1 Einführung und allgemeine Anatomie


H.-G. Liebich, G. Forstenpointner und H. E. König

1.1 Geschichte der Tieranatomie


G. Forstenpointner

Die Morphologie als Lehre von der Form der Dinge wurde bereits von Aristoteles, ihrem Begründer, als die auf strikten methodischen Vorgaben basierende Suche nach den Bauprinzipien aller erfassbaren Strukturen definiert, die immer auch nach den funktionellen Ursachen für die festgestellten Befunde zu fragen hatte. Dieser wissenschaftliche Zugang, mit dem sich der große Schüler Platons grundlegend von den früheren griechischen Naturphilosophen abhob, hat bis heute als Richtschnur für alle Bereiche der Grundlagenforschung volle Gültigkeit bewahrt.
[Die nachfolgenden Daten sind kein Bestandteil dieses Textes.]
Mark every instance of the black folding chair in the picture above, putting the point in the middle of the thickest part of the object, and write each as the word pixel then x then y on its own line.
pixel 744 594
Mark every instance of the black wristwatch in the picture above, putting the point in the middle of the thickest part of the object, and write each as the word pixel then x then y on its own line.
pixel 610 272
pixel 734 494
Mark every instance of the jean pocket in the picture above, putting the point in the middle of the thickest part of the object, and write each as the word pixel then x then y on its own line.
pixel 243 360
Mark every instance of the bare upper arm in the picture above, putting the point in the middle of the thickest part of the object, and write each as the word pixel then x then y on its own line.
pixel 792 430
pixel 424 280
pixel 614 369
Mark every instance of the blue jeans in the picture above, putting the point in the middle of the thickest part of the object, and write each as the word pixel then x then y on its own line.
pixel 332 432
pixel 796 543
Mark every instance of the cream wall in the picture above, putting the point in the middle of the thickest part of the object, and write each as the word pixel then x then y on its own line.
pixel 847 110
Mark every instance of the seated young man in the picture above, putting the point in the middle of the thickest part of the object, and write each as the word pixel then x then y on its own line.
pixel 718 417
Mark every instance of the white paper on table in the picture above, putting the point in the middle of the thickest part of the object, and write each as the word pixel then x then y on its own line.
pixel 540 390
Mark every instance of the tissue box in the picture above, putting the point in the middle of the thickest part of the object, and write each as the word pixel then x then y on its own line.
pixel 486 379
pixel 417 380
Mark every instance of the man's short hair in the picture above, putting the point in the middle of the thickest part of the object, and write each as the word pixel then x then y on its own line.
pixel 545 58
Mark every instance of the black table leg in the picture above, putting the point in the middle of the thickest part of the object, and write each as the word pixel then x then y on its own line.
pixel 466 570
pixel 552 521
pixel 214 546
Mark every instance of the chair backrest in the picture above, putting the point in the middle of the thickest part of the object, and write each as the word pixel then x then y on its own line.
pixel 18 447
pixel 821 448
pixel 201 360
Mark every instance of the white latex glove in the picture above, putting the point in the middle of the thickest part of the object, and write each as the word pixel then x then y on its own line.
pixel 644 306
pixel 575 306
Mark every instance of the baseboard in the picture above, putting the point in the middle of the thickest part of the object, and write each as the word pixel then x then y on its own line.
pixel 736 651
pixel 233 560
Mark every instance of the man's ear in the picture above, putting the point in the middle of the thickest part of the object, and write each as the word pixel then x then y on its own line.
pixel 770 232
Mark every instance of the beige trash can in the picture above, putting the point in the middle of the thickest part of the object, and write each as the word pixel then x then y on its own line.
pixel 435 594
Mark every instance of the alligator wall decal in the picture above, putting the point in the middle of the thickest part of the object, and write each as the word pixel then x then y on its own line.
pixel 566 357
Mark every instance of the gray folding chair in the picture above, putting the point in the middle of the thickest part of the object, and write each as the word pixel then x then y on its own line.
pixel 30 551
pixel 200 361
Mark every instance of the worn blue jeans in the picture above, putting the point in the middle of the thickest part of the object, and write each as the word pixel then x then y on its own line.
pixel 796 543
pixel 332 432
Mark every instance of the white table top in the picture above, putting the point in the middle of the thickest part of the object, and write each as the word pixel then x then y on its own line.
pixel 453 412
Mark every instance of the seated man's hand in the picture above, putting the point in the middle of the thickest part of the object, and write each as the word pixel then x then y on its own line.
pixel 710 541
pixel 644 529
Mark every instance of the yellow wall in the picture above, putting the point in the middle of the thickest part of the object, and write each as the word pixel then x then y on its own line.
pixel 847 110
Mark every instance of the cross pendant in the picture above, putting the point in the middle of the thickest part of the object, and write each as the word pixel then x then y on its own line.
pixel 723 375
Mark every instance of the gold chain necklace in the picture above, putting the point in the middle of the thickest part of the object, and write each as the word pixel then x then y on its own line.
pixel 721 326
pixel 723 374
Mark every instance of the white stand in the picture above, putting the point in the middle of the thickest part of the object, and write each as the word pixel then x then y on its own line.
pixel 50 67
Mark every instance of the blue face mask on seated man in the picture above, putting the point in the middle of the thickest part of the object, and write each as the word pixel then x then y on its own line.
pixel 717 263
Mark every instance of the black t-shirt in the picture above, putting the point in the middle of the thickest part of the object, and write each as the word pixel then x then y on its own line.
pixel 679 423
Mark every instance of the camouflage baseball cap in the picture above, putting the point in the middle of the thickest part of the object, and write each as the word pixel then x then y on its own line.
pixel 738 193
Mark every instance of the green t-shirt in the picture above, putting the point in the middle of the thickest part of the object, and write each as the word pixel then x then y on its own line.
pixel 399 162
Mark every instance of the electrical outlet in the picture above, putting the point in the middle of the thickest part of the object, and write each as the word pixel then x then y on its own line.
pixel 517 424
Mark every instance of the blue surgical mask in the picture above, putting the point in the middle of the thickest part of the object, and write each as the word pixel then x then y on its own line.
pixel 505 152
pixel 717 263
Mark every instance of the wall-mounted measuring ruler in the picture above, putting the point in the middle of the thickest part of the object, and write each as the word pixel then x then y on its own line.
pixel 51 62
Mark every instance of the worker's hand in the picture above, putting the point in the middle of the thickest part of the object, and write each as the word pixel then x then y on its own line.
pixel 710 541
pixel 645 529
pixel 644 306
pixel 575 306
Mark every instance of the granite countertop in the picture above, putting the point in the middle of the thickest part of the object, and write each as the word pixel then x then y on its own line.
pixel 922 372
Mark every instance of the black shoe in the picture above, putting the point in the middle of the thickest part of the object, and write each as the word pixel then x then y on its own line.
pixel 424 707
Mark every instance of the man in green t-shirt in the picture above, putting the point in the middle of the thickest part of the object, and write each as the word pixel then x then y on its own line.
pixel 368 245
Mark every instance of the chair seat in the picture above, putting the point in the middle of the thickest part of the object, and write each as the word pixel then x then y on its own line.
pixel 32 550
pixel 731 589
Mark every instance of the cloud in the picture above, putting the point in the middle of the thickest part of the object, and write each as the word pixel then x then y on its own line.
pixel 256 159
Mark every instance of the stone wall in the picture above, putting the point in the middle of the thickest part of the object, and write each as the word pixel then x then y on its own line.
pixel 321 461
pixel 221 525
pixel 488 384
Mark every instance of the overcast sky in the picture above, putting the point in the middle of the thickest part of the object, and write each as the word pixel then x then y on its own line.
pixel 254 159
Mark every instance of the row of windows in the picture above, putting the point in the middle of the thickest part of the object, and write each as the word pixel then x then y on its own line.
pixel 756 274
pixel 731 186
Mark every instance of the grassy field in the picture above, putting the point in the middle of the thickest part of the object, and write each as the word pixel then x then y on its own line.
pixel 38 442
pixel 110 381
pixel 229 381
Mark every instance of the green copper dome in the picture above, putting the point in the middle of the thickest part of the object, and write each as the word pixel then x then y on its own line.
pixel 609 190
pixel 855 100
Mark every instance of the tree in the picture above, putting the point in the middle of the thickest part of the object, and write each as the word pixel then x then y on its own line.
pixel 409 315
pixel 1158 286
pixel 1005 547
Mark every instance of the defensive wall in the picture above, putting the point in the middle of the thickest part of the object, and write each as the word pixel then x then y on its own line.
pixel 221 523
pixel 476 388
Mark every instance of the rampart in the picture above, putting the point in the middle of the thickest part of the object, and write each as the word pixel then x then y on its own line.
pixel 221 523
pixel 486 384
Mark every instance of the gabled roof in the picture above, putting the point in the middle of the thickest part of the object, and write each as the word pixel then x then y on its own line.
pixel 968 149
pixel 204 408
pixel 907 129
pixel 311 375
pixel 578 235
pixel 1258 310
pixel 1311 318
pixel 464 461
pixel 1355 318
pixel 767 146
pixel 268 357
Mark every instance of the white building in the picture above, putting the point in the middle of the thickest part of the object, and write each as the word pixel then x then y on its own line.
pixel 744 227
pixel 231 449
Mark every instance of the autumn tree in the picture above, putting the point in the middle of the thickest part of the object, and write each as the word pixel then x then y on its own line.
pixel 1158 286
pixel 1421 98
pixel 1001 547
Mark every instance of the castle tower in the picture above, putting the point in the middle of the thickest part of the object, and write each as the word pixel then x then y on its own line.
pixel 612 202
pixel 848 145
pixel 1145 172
Aristoteles hat zweifellos selbst anatomische Forschungen betrieben; sein »Buch über die Anatomie« (eigentlich über das »Zerteilen«) ist zwar verloren, aber eine Reihe von Verweisen in der »historia animalium« gibt nicht nur Aufschluss über die inhaltlichen Schwerpunkte des Werkes, das sich vor allem mit den Verdauungs- und Geschlechtsorganen auseinandersetzte, sondern belegt auch, dass Aristoteles seine Befunde durch schematische Abbildungen illustrierte. Viele seiner Beobachtungen waren natürlich unvollständig und wurden deshalb von ihm auch falsch interpretiert, manche funktionelle Überlegungen, wie z.B. die Gedanken »zur Fortbewegung der Lebewesen«, sind aber auch heute noch lesenswert. Für den Lehrer Aristoteles war der erzielbare Wissenszuwachs Grund genug für seine Forschungen, diese Motivation ist auch bei seinem direkten Epigonen Theophrastos von Eresos oder den römischen Naturforschern wie Plinius und Aelian noch fassbar.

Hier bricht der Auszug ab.